Wisconsin and Iowa are nominally public universities, though the taxpayer subsidy of state universities sometimes runs down into single-digit percentages. But why shouldn’t private universities recognize their responsibilities as well?
Stand up for science. There are many ways to put intelligence and political muscle together to defend embattled knowledge. One set of projects has been proposed by the 314action.org network (delightfully named for the first three digits of π). They are, in their own words, “members of the STEM Community, grassroots supporters and political activists committed to bring innovation to Science, Technology, Engineering, and Mathematics (STEM) Education, aggressively advocate for real solutions to Climate Change, and elect more STEM trained candidates to public office.” They have announced an April 22 (Earth Day) rally in Washington.

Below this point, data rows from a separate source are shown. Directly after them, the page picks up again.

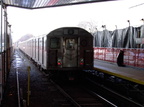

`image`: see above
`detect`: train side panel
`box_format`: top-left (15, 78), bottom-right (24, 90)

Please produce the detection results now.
top-left (47, 27), bottom-right (93, 70)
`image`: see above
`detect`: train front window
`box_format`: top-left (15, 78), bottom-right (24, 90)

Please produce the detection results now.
top-left (50, 38), bottom-right (60, 49)
top-left (66, 39), bottom-right (75, 50)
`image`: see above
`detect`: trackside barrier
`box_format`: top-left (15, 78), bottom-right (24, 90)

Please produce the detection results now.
top-left (94, 47), bottom-right (144, 68)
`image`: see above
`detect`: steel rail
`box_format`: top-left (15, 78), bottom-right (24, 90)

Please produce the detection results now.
top-left (50, 80), bottom-right (81, 107)
top-left (16, 68), bottom-right (21, 107)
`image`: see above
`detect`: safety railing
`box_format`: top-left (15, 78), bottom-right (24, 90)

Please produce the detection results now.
top-left (94, 47), bottom-right (144, 68)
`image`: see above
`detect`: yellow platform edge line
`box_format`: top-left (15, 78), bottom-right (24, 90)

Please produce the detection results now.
top-left (94, 67), bottom-right (144, 85)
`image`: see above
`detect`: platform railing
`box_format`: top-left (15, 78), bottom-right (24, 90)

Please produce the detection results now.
top-left (94, 47), bottom-right (144, 68)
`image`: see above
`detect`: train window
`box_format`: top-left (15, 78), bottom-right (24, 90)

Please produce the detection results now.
top-left (50, 38), bottom-right (60, 49)
top-left (66, 39), bottom-right (75, 50)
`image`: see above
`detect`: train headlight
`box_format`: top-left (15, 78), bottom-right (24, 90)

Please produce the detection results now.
top-left (80, 58), bottom-right (84, 65)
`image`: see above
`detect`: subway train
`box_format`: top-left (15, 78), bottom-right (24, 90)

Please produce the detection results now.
top-left (18, 27), bottom-right (94, 77)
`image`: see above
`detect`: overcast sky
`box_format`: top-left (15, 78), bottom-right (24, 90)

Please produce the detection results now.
top-left (7, 0), bottom-right (144, 41)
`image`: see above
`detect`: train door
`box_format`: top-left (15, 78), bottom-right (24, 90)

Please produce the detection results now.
top-left (63, 37), bottom-right (78, 67)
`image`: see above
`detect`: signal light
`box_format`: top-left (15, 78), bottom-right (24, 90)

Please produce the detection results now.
top-left (57, 62), bottom-right (61, 65)
top-left (80, 62), bottom-right (83, 65)
top-left (57, 58), bottom-right (62, 66)
top-left (80, 58), bottom-right (84, 65)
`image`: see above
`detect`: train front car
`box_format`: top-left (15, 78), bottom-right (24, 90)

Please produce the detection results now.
top-left (47, 27), bottom-right (93, 78)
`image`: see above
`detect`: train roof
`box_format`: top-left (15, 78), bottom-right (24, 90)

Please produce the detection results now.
top-left (0, 0), bottom-right (116, 9)
top-left (47, 27), bottom-right (93, 37)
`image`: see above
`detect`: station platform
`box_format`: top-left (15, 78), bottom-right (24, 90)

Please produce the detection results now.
top-left (94, 59), bottom-right (144, 85)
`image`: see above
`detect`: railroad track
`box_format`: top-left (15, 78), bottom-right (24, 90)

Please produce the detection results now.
top-left (51, 77), bottom-right (116, 107)
top-left (84, 78), bottom-right (144, 107)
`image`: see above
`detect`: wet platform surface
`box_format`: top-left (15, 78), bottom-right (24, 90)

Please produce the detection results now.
top-left (94, 60), bottom-right (144, 85)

Such a mobilization, to my knowledge, will be unprecedented. Even in the late 1950s and 1960s, when many scientists protested against nuclear weapons, the Vietnam War, and antiballistic missile defense; even in the 1980s, when Physicians for Social Responsibility mobilized in favor of a nuclear freeze — even then, there was no single collective action by scientists.

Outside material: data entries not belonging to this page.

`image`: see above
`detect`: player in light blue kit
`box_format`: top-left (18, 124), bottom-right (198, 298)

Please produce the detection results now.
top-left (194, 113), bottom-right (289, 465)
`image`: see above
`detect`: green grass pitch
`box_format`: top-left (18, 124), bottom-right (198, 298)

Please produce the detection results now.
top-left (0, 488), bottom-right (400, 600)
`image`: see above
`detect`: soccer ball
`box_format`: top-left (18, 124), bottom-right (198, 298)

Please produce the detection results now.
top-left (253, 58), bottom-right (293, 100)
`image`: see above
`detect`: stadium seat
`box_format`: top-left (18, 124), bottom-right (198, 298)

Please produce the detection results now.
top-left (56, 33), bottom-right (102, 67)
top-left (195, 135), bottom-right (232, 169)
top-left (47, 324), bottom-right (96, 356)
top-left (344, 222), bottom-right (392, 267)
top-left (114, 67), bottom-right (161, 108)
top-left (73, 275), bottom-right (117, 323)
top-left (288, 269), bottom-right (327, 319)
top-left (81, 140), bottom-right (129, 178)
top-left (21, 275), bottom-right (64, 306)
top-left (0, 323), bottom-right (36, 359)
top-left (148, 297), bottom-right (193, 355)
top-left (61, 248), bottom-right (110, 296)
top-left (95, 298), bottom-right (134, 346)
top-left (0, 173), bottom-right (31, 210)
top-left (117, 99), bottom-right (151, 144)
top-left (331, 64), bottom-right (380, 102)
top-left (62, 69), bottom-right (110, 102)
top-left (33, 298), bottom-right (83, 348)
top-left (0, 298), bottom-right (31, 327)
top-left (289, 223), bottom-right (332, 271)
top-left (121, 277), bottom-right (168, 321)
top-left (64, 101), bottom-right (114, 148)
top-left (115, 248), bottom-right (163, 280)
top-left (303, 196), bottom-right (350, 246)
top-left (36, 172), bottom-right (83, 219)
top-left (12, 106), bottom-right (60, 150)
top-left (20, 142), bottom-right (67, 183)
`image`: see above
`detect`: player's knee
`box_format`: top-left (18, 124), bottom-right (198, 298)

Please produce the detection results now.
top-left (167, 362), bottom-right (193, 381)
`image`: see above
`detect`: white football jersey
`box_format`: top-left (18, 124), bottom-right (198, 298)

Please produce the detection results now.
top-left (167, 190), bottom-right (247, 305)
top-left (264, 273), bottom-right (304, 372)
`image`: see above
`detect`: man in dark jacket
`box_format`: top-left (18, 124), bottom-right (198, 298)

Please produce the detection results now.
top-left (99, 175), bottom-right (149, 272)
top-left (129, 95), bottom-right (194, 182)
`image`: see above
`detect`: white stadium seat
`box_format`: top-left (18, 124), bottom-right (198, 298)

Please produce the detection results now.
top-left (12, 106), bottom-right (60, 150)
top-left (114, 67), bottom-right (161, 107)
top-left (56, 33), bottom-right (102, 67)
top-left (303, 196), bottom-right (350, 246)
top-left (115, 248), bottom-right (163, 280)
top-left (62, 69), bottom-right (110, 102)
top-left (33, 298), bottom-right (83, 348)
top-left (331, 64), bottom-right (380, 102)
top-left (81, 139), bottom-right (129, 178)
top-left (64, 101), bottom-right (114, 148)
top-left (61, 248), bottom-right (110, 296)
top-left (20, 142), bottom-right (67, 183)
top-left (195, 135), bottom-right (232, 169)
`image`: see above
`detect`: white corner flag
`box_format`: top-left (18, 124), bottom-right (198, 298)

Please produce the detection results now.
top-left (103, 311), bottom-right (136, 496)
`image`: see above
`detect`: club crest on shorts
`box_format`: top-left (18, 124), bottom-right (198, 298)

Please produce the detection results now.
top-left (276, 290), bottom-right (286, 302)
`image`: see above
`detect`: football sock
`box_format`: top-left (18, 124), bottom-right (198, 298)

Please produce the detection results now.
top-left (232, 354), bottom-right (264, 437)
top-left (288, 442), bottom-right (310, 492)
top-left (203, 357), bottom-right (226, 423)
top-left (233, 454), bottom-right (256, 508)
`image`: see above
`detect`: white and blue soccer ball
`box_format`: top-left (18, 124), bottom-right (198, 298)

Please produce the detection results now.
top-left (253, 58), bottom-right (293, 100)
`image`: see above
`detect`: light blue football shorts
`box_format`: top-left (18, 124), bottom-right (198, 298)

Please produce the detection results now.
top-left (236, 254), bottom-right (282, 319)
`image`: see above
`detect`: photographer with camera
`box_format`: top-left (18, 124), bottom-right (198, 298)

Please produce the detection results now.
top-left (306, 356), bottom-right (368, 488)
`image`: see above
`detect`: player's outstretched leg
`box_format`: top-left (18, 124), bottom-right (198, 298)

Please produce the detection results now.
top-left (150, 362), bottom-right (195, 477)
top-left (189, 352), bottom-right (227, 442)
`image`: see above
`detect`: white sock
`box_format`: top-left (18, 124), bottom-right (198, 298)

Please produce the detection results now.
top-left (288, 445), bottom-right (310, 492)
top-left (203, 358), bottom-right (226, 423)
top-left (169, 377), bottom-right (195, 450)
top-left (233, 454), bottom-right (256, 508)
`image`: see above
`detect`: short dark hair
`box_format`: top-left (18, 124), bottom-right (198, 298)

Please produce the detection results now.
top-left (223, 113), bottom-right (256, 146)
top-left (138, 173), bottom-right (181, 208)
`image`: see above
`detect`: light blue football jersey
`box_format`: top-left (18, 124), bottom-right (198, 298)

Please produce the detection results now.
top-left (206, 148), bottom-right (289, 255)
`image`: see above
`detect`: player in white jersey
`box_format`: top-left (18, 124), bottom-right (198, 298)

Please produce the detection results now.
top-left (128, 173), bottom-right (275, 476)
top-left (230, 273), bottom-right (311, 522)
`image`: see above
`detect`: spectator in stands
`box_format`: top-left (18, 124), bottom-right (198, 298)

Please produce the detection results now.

Put up billboards. When truth is at a premium, when even simple facts are obscured in a fog of ideological distortion and culture war, why should universities dim their lights? Whether it’s a question of crime rates; of autism and vaccines; of the actual incidence of voter fraud as opposed to Trump’s outlandish claims that millions of illicit votes kept him from a popular-vote victory; of the percentage of scientists who believe that extreme climate change is a human-caused menace; or of projected sea-level rises — universities should be in the business of promoting knowledge.
Public-interest advertising has proved its use in public-health campaigns. Why not also visible, day-in-day-out public education toward social and political health overall? Why not straightforward statements about baseline truths so often traduced? It will be charged, of course, that taking the side of demonstrable truth is partisan and unfair, that some truths are controversial. Indeed they are: That is why the clamor of ignorant veto groups must be resisted. Are our universities too cowardly to stick up for knowledge?
Universities subsidize research. Professors and students conduct it, debate it, revise it. They unearth and aggregate data. Why should they hide their lights beneath bushels? When fraudulent claims run rife, why not go public — very public — with truths? Despite what generations of postmodernists suspect, there’s nothing partisan about facts. (As the saying goes, you’re entitled to your own opinion, not your own facts.)
In the age of instantaneous electronics, the humble billboard may seem retro. Think again. Billboards stay put for a while. They can be organized in time sequences — Billboard A for one week, Billboard B for the next. A billboard campaign would make news. Let us see whether it really has been superseded as a medium of communications — or simply neglected because ad agencies can make vastly more money on TV and social media.
It goes without saying that these are only preliminary notions. If universities are as essential, as fertile, as entrepreneurial, as brimming with intelligence, as eager to think outside the box, inside the box, or plain without the box, as we claim to be when we are shaking the cup for donors, we need to exercise our imaginations to step up in what is not only an emergency for the republic but also an emergency for the future of public reason itself.
Todd Gitlin is a professor of journalism and sociology and chair of the Ph.D. program in communications at Columbia University. An earlier version of this essay was delivered as a lecture at the University of California at Davis.